As Armstrong’s Final Tour Begins, Landis Attacks Anew: Doping, Cocaine, Bike Sales?

↵↵Lance Armstrong is beginning what he says is his final Tour de France today. It seems unlikely that this will be the final Tour de France marred by Floyd Landis’ frank accusations about the state of cycling.↵

↵↵In a long, absorbing piece in the Wall Street Journal, Landis, who gave the newspaper extensive interviews in June, alleges that Armstrong and his teams conducted a sophisticated, meticulous doping program—selling high-tech bicycles from sponsor Trek to pay for it—and tells a few stories about Armstrong’s personal conduct that paint the seven-time Tour winner in an unflattering light.↵

↵↵It’s the doping that’s the eye-catching news, but that’s nothing new; Landis has been, depending on your perspective, either truth-telling or braying on that particular subject since May, and Armstrong’s been dealing with accusations of foul play for more than a decade.
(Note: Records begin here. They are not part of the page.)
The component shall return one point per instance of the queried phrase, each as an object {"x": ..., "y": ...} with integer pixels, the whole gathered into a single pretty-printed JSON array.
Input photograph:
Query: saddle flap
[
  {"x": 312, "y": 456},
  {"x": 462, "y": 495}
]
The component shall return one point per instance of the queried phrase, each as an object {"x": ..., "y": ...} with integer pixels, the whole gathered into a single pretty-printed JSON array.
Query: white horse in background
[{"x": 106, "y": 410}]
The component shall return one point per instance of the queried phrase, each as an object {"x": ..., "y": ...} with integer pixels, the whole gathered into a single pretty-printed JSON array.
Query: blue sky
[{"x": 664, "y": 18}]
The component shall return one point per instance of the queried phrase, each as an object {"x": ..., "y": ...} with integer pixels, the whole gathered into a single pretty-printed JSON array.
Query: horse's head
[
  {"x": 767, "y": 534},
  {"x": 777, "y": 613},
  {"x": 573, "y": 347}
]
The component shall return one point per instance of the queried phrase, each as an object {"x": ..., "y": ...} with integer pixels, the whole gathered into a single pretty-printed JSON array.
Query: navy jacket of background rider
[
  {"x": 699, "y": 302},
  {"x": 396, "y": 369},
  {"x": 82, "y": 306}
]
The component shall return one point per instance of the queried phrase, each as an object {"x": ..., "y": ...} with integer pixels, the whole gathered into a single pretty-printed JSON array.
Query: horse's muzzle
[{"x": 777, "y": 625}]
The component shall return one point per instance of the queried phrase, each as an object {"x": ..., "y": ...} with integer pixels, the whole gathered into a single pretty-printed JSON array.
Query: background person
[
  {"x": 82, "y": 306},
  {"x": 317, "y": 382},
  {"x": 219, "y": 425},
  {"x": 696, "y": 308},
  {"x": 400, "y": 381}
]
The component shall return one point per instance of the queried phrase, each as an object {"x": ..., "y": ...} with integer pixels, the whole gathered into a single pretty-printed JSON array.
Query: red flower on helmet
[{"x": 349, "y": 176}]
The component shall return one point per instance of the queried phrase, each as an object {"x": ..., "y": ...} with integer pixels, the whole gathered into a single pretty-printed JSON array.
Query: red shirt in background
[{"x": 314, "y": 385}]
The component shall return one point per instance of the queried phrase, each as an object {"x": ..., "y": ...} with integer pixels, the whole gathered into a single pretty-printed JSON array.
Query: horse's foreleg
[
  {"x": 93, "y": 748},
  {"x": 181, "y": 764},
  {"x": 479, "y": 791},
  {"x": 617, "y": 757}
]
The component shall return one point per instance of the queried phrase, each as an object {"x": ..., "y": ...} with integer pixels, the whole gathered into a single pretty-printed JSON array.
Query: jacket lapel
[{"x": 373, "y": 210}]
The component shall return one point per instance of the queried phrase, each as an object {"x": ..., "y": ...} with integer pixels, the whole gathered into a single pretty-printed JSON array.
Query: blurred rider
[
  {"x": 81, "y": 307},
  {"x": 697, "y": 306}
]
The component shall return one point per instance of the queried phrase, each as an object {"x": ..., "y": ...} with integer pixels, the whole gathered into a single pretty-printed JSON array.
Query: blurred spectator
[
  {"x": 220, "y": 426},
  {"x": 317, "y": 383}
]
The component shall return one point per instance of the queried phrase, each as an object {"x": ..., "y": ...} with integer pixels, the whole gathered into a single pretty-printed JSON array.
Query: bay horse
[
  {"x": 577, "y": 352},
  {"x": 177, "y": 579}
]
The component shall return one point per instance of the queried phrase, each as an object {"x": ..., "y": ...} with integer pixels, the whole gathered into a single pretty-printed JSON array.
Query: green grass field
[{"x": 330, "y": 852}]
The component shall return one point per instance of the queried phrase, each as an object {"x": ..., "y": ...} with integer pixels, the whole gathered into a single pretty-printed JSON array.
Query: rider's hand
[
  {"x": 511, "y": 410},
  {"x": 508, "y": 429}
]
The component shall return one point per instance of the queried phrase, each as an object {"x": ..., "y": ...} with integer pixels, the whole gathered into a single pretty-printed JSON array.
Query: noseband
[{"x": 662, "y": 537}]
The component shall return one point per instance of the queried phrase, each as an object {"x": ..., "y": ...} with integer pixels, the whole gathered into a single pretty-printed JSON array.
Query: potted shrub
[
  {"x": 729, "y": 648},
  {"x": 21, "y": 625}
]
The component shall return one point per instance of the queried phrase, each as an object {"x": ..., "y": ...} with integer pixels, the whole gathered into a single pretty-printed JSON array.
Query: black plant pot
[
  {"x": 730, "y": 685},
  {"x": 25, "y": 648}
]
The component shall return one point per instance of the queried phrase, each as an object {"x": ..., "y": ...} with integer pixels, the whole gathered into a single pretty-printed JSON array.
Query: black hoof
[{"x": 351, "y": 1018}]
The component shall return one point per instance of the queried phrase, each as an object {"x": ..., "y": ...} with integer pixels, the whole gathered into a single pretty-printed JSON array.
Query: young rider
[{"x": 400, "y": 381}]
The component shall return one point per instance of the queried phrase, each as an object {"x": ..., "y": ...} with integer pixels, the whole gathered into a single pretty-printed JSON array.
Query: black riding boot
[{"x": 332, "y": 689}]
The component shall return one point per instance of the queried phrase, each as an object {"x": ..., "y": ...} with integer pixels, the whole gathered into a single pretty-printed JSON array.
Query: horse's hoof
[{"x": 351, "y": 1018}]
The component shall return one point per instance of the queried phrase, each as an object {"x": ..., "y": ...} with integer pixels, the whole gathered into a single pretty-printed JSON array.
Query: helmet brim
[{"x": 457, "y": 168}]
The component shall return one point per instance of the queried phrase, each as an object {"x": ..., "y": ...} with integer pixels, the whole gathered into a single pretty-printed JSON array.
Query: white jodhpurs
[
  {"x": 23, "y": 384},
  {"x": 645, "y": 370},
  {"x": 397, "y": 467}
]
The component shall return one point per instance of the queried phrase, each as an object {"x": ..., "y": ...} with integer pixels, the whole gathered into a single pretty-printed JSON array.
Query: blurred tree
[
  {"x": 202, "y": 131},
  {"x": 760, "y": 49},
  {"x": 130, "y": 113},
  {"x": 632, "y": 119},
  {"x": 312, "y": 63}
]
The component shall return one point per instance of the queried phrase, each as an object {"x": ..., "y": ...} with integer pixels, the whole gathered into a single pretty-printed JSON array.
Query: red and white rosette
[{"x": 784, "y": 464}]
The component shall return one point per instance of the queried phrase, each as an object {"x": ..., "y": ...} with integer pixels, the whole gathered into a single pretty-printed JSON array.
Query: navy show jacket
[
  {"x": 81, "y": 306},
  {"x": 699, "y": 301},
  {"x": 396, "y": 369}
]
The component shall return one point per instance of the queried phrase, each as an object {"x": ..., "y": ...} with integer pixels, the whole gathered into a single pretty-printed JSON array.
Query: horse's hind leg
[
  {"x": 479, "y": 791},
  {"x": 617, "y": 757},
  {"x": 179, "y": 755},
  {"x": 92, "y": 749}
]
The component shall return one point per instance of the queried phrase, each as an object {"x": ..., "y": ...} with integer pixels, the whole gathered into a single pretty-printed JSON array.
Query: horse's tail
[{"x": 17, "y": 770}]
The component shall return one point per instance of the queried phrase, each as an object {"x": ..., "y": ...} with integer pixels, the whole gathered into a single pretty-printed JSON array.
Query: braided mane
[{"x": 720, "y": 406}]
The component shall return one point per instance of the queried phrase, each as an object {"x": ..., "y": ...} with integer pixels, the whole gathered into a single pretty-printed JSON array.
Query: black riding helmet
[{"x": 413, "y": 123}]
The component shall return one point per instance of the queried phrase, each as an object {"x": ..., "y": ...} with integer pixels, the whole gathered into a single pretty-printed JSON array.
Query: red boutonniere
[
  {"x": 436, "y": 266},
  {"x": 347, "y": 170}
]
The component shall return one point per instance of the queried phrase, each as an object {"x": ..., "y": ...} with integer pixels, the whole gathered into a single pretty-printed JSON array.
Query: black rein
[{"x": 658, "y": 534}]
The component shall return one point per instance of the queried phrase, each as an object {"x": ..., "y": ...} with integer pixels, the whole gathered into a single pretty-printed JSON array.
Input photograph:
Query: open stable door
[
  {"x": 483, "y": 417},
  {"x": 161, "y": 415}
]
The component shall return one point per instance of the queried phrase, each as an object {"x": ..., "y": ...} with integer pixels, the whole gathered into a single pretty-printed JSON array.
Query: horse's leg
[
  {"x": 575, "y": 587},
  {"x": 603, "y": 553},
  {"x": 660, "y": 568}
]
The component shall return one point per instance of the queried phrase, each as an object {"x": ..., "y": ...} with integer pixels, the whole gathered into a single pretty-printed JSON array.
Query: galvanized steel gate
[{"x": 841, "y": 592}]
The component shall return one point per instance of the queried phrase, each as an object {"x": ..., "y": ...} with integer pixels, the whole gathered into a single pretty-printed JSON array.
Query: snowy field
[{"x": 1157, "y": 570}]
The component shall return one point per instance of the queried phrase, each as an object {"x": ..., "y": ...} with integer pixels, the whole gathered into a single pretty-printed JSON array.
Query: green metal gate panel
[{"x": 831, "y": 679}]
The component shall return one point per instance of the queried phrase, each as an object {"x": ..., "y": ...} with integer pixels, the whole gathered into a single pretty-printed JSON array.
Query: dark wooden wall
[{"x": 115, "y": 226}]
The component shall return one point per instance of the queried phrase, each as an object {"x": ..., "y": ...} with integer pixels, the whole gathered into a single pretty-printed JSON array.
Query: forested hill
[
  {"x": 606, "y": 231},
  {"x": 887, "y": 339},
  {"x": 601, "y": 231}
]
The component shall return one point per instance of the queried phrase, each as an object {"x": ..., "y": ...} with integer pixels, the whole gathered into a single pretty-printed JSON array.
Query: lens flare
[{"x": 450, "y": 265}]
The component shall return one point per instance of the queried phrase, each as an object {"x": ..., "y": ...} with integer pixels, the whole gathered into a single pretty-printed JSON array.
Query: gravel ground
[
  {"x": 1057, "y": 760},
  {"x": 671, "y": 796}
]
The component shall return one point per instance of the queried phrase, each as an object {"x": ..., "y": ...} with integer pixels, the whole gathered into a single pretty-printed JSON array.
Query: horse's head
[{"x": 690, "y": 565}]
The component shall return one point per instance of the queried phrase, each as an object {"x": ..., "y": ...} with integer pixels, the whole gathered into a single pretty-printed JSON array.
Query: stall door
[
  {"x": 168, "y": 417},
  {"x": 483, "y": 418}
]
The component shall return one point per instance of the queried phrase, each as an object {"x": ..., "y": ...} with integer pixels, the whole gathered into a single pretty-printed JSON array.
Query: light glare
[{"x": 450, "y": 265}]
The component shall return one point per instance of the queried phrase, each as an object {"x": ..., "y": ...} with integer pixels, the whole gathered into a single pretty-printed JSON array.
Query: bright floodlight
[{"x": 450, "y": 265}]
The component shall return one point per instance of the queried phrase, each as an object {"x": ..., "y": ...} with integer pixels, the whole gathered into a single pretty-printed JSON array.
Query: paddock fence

The breadth and depth of Landis’ account, though, is persuasive: He puts Armstrong at a raucous strip club party with cocaine involved in 2001, says Armstrong gave him testosterone patches in front of his ex-wife in 2002, and paints Armstrong as a willing ringleader in the U.S. Postal Service team’s doping efforts. Landis also details his own doping, which began as a part of Armstrong’s team and entailed tricks like getting packages of blood from a courier disguised as a fan at the end of stages when he devised his own doping program later in his career.↵

↵↵It’s easy to dismiss and deny these claims as a discredited Landis vainly trying to keep his name in the news and drag a corrupt, shadowy sport to its knees. (Through his manager, Armstrong called Landis “a carton of sour milk” and “a person of zero credibility” today.) But Landis told the WSJ he began seeing a therapist recently, and found it liberating to tell the truth about his cycling days. And it takes a certain amount of trust to believe that Armstrong, the most dominant cyclist in an era ruled by dopers, accomplished all he did by dint of hard work and talent alone.↵

↵↵Perhaps Landis has a monopoly on the truth. Perhaps Armstrong does. Most likely, the truth lies somewhere in between these two poles, and there is too much haze to know for certain where it is or whom to believe. There is no denying, however, that the narratives of cycling’s tumultuous last decade are among the most compelling story lines in sport.↵

↵

This post originally appeared on the Sporting Blog. For more, see The Sporting Blog Archives.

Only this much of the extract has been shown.